The whole world is presently feeling the first effects of the general exhaustion of world oil fields: “Peak Oil”. Unless “Peak Oil” is an imaginary problem, the price of oil is therefore going to continue rising with brutal effects upon the world economy. Not only Mexican oil production is declining; we are dealing with a decline in world production of oil.
For this reason, there will perhaps be no reduction in the amount of dollars entering the Mexican economy for the remaining years during which there will be exports of oil. The price of oil will go to $200, to $300, to $400 hundred dollars a barrel and more, as the economies of the world struggle to obtain the oil required for their industries.
Today, there are at least two world centers which will be able to pay those prices; they will have no option but to pay them, because without oil, the lights will literally go out.
Those centers are the US and the Eurozone. They will be able to pay the necessary price to get their oil, because both the US and the Eurozone can manufacture digital dollars and digital euros at will. Iran is willing to accept Japanese yen in exchange for its oil.
The rest of the world, which needs the oil but does not have the advantage of having a currency accepted as a “reserve currency”, will have a terrible time obtaining the dollars or euros necessary to purchase oil. Their economies will be strangled for lack of fuel.
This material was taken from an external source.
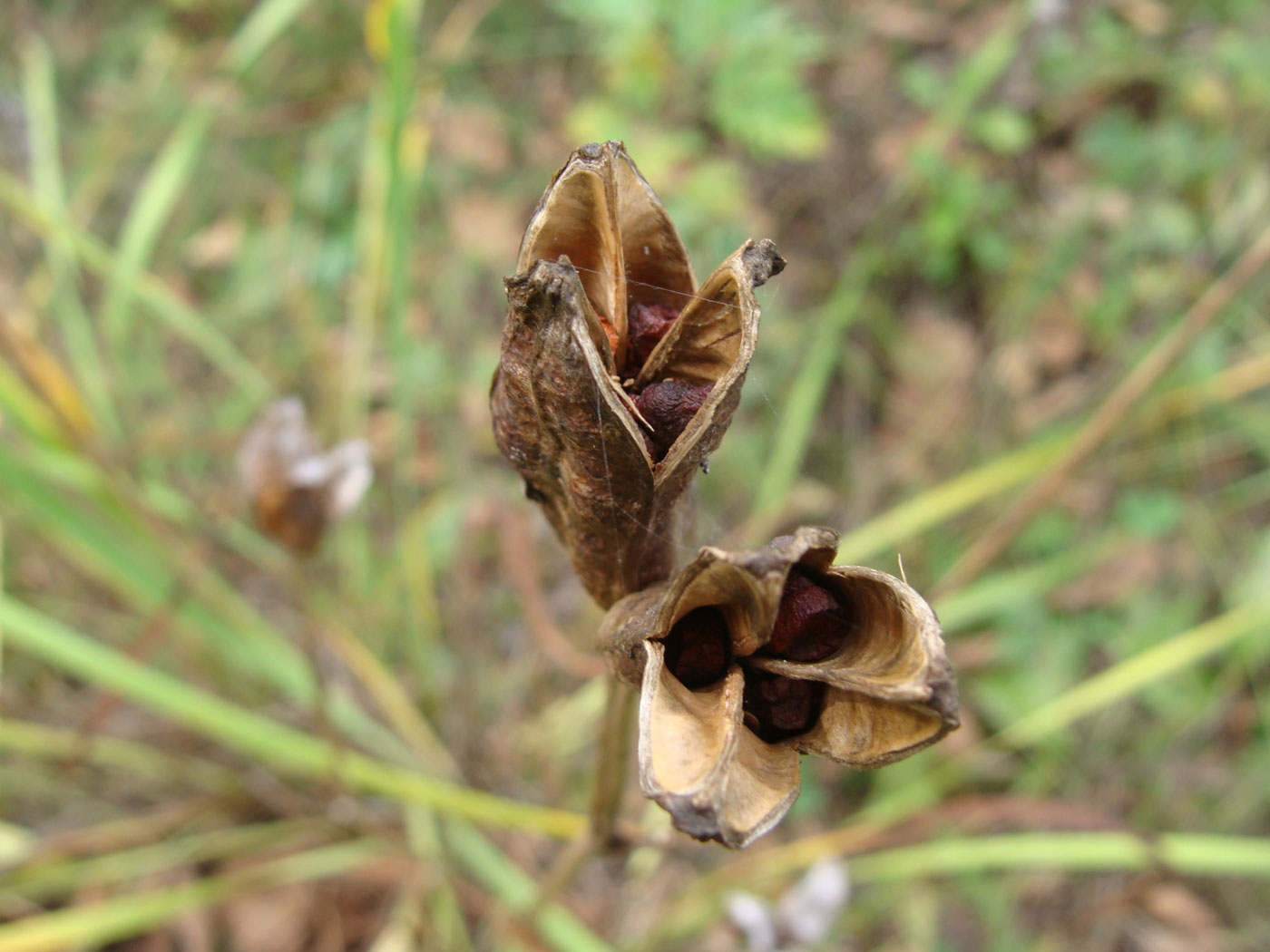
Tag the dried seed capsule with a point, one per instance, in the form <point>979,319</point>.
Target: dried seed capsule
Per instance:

We must note something that is of fundamental importance: neither the US nor the Eurozone are actually paying for their oil with exports of goods and services to the oil producing countries. They “pay” with bank digits, created by computers; these payments are registered in the form of credits in the computer memories of banks in the US and in the Eurozone. We should have to include Japan among the countries which are able to purchase oil with their own currency.
These bank digits are not credit instruments in favor of those who receive them, as for instance dollars were, when they were formerly redeemable in gold; they are simply numbers, because they do not incorporate a promise to deliver something to the beneficiary, the oil exporter. A credit instrument is the promise to deliver something, and a bank digit is not “something”. It is just a number and nothing more.
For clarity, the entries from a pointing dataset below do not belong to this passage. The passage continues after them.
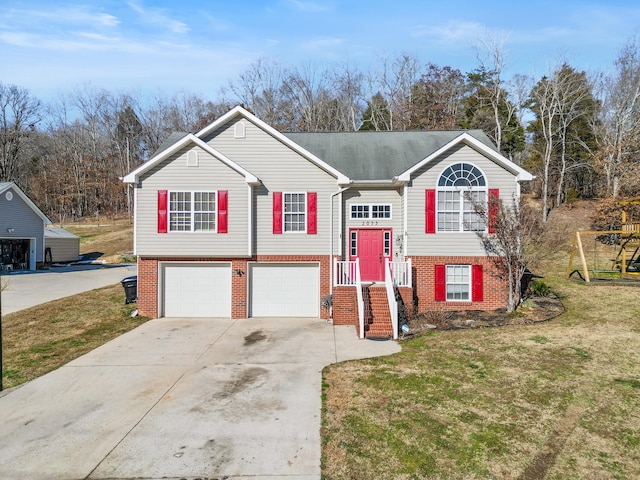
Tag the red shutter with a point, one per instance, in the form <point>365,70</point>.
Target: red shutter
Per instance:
<point>476,283</point>
<point>312,200</point>
<point>222,211</point>
<point>162,211</point>
<point>277,212</point>
<point>430,211</point>
<point>440,283</point>
<point>493,208</point>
So we can quite correctly say that the US and the Eurozone – and other countries whose currencies are considered “reserve currencies” – are “paying” for their oil imports with nothing at all. The Romans called such an operation “Collection of Tribute from the Conquered”.
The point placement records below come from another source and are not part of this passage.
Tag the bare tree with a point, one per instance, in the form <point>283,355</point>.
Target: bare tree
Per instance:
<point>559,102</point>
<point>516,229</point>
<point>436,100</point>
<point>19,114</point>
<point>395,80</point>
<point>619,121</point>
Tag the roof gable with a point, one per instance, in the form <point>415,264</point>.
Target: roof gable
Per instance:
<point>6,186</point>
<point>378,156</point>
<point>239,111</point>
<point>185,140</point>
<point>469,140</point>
This is what Mexico is doing; it is exporting precious oil from its oil fields in relentless decline in exchange for – nothing.
It is true, of course, that dollars and euros can be used (for the time being) to purchase things in the rest of the world. They are good for that, because they are accepted as a means of exchange. However, those means of exchange are most certainly not a means of payment. Payment is the delivery of something in exchange for something. Bank digits are not something. They are simple numbers.
This fact is glaringly evident when we contemplate the gigantic “monetary reserves” of China, which has recently accumulated $1.68 Trillion in reserves which include dollars, euros and some other digital currencies. The Chinese really do not have the faintest idea of what to do with this monstrous amount of digits and they, like the Arabs, have formed financial entities which are called “Sovereign Wealth Funds”. The purpose of these funds is to find unsuspecting countries upon which to unload these bank digits in return for tangible resources.
The bank digits in the Chinese reserves are only means of exchange. The Chinese are going around the world trying to find places to deliver these digits, for which they otherwise have no use at all. Now, if the Chinese reserves were gold, they would be in no hurry to get rid of them nor would they consider them excessive. But the reserves are not gold; they are simply bank digits which live in the computers of the countries that issue those digits.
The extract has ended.